Will the board of directors of the PennTex General Partner make a recommendation concerning the offer?
We do not know whether the board of directors of the PennTex General Partner will make a recommendation. Under SEC rules, PennTex will
be required to make a recommendation or state that it is neutral or is unable to take a position with respect to the offer, and file with the SEC a solicitation/recommendation statement on Schedule 14D-9 describing its position, if any, and related
matters, no later than ten business days from the date of the distribution of this Offer to Purchase. PennTex is also required to send to you a copy of its Schedule 14D-9, which you should review carefully upon its receipt. In evaluating this offer,
you should be aware that ETP appoints the entire board of directors of the PennTex General Partner, and four of seven members of the board of directors of the PennTex General Partner are directors and/or executive officers of the general partner of
ETP or its parent, Energy Transfer Equity, L.P. (ETE). For additional information on interests that board members and executive officers of the PennTex General Partner may have in the offer and subsequent exercise of the limited call
right, see Special FactorsInterests of Certain Persons in the Offer and the Exercise of the Limited Call Right beginning on page 18.
Has ETP negotiated, or sought the approval of, the terms of this offer with PennTex?
No. We have not negotiated the terms of this offer with PennTex, the board of directors of the PennTex General Partner or any committee thereof
and we do not intend to do so. Moreover, we have not requested that PennTex, the board of directors of the PennTex General Partner or any committee thereof approve this offer. The offer is not conditioned upon the receipt of any approval or
recommendation by PennTex, the board of directors of the PennTex General Partner or any committee thereof.
Has the board of directors of the PennTex
General Partner formed a special committee of independent directors to evaluate ETPs offer?

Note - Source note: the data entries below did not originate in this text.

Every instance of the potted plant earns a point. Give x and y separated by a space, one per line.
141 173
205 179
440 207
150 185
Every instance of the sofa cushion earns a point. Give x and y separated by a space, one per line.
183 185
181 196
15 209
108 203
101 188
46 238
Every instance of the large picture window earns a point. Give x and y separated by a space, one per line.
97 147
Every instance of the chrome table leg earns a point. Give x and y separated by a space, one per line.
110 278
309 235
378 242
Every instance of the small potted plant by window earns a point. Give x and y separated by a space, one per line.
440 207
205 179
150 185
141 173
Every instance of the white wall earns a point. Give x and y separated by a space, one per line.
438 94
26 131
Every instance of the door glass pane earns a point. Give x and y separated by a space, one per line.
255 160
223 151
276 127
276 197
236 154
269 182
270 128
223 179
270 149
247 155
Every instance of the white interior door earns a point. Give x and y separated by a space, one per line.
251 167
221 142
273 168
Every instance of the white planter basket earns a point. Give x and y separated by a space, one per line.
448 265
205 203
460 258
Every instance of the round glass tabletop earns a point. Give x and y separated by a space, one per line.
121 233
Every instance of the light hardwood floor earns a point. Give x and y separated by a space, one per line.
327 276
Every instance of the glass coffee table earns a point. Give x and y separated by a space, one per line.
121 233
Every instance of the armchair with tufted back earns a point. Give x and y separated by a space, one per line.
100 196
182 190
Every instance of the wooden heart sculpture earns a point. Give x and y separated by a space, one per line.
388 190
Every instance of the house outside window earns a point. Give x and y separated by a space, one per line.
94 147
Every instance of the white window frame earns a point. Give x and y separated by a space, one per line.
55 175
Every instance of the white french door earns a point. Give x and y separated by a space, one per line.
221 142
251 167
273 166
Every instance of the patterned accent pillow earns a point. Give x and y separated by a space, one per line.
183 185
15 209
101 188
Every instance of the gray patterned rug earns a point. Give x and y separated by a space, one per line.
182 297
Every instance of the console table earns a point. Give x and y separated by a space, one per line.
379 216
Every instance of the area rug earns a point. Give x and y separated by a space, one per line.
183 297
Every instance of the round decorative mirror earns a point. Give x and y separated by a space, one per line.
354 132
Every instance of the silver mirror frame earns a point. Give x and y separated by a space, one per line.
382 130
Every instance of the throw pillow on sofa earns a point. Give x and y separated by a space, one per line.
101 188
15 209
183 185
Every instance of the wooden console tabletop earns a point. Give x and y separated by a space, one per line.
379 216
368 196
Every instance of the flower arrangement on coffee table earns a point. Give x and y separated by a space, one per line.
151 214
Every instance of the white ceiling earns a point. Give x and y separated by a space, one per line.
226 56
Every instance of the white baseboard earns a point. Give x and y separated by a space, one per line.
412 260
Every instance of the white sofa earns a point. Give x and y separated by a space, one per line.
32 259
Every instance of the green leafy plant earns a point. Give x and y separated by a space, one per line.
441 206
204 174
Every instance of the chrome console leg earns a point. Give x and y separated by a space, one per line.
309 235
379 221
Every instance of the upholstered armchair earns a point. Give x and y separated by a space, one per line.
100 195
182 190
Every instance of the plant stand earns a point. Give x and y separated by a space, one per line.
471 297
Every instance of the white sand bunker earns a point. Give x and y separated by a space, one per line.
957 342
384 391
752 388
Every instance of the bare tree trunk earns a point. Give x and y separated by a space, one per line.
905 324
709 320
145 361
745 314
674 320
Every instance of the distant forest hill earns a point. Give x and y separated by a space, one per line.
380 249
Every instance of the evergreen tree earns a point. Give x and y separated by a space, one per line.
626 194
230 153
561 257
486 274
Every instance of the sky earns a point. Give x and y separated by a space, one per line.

No, as of the date of this Offer to
Purchase, the board of directors of the PennTex General Partner has not formed a special committee of independent directors to evaluate ETPs offer.
What are the most significant conditions to the offer?
The offer is conditioned upon, among other things, satisfaction of the minimum tender condition. In particular, there must be sufficient
PennTex common units validly tendered and not properly withdrawn such that, following the closing of the offer, ETP and its affiliates own at least 16,571,405 PennTex common units, representing greater than 80% of the outstanding PennTex common
units. As of the date of this Offer to Purchase, ETP and its affiliates own 6,745,318 PennTex common units. This condition can be waived by us, provided that the offer will then be subject to the majority-of-the-minority tender condition, meaning
that not less than a majority of the PennTex common units held by unitholders that are not affiliates of ETP must be validly tendered and not properly withdrawn on or prior to the expiration date. The offer is also subject to certain other
conditions. See The Tender OfferConditions to the Offer beginning on page 31.